The current version is only available from the AWS Marketplace, as prebuilt binaries that have been thoroughly tested. These cost up to 5% the generated savings and support further development of the software.

Older versions used to be free and open source, and the code is still available on Github.

Does AutoSpotting continuously search and use cheaper Spot instances?

Or in other words if I attach autoSpotting to an AutoScaling group that is 100% Spot instances, will it replace them with cheaper compatible ones when found later on?

The answer is No. The current logic won't terminate any running Spot instances as long as they are running.

The only times when AutoSpotting interacts with your instances is at the beginning, after scaling actions or immediately after Spot instances are terminated and on-demand instances are launched again in the group.

I enabled AutoSpotting but nothing happens. What may cause this?

Assuming the installation of AutoSpotting completed successfully, if you set it up on an existing group it may take up to 30min to see the first instance replacements. You may try increasing the group capacity to see if the new instance gets replaced.

Spot instances may also fail to launch for a number of reasons, such as Spot market conditions that manifest in low capacity across all the compatible instance types.

Another common reason is enabling AutoSpotting on a group configured with a Mixed Instances Policy. Such groups are ignored by AutoSpotting in order to avoid possible race conditions.

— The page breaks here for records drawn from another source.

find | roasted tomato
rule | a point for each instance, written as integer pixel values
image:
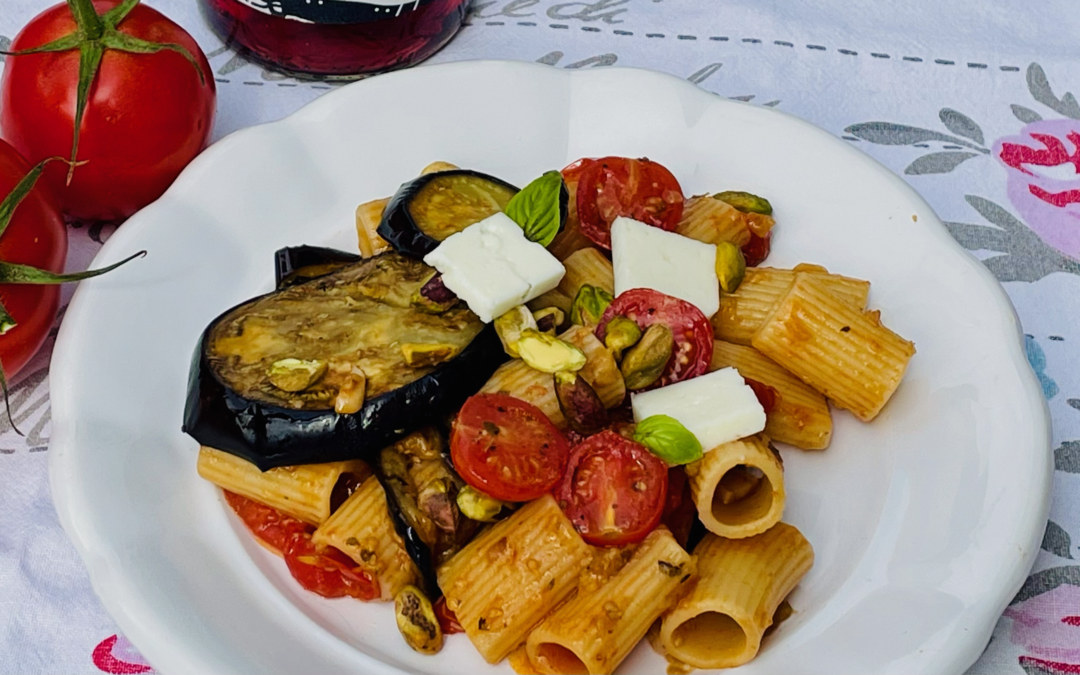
(508, 448)
(326, 571)
(693, 334)
(615, 490)
(618, 186)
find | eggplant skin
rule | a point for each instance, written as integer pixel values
(272, 435)
(296, 265)
(401, 230)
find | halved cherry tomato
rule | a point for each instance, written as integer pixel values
(447, 620)
(617, 186)
(766, 395)
(757, 248)
(326, 571)
(508, 447)
(613, 490)
(693, 334)
(270, 526)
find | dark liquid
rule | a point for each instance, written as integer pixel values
(336, 51)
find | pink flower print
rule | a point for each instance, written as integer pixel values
(117, 656)
(1043, 180)
(1048, 625)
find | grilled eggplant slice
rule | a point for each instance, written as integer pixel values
(428, 210)
(355, 321)
(299, 264)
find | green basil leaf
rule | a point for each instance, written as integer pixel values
(669, 440)
(537, 207)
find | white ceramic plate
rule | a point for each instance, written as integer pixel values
(925, 523)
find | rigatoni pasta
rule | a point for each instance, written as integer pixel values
(840, 350)
(742, 312)
(741, 583)
(709, 219)
(800, 415)
(362, 529)
(739, 488)
(305, 491)
(513, 575)
(594, 632)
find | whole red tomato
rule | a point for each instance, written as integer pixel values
(36, 237)
(147, 115)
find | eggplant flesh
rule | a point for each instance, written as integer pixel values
(428, 210)
(354, 318)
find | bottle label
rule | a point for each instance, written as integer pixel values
(335, 11)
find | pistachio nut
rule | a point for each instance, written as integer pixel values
(580, 404)
(621, 334)
(548, 353)
(475, 504)
(589, 306)
(417, 621)
(645, 362)
(509, 327)
(549, 319)
(745, 202)
(296, 375)
(730, 266)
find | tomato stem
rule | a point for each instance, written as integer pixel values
(95, 34)
(90, 23)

To avoid this make sure your groups are configured without any instance type overrides and use the instance type configured on the Launch Template, as you can see below:

Which IAM permissions does AutoSpotting need and why are they needed?

You can see the current IAM permissions in the CloudFormation template.

It basically boils down to the following:

◦ describing the resources you have in order to decide what needs to be done
(things such as regions, instances, Spot prices, existing Spot requests,
AutoScaling groups, etc.)
◦ launching Spot instances
◦ attaching and detaching instances to/from Autoscaling groups
◦ terminating detached instances
◦ logging all actions to CloudWatch Logs
◦ billing to the AWS Marketplace
◦ loading/saving configuration values to SSM

In addition to these, the AutoSpotting Lambda function's IAM role also needs another special IAM permission called "iam:passRole", which is needed in order to be able to clone the IAM roles used by the on demand instances when launching the replacement Spot instances. This requirement is also pretty well documented by AWS.

How do I Uninstall it?

You just need to remove the AutoSpotting CloudFormation or Terraform stack.

The groups will eventually revert to the original state once the Spot market price fluctuations terminate all the Spot instances. In some cases this may take months, so you can also terminate them immediately, the best way to achieve this in a controlled manner is by configuring AutoSpotting to use 100% on-demand capacity for a while before uninstalling it.

Fine-grained control on a per group level can be achieved by removing or setting the "spot-enabled" tag to any other value. AutoSpotting only touches groups where this tag is set to "true".

Note: this is the default tag configuration, but it is configurable so you may be using different values.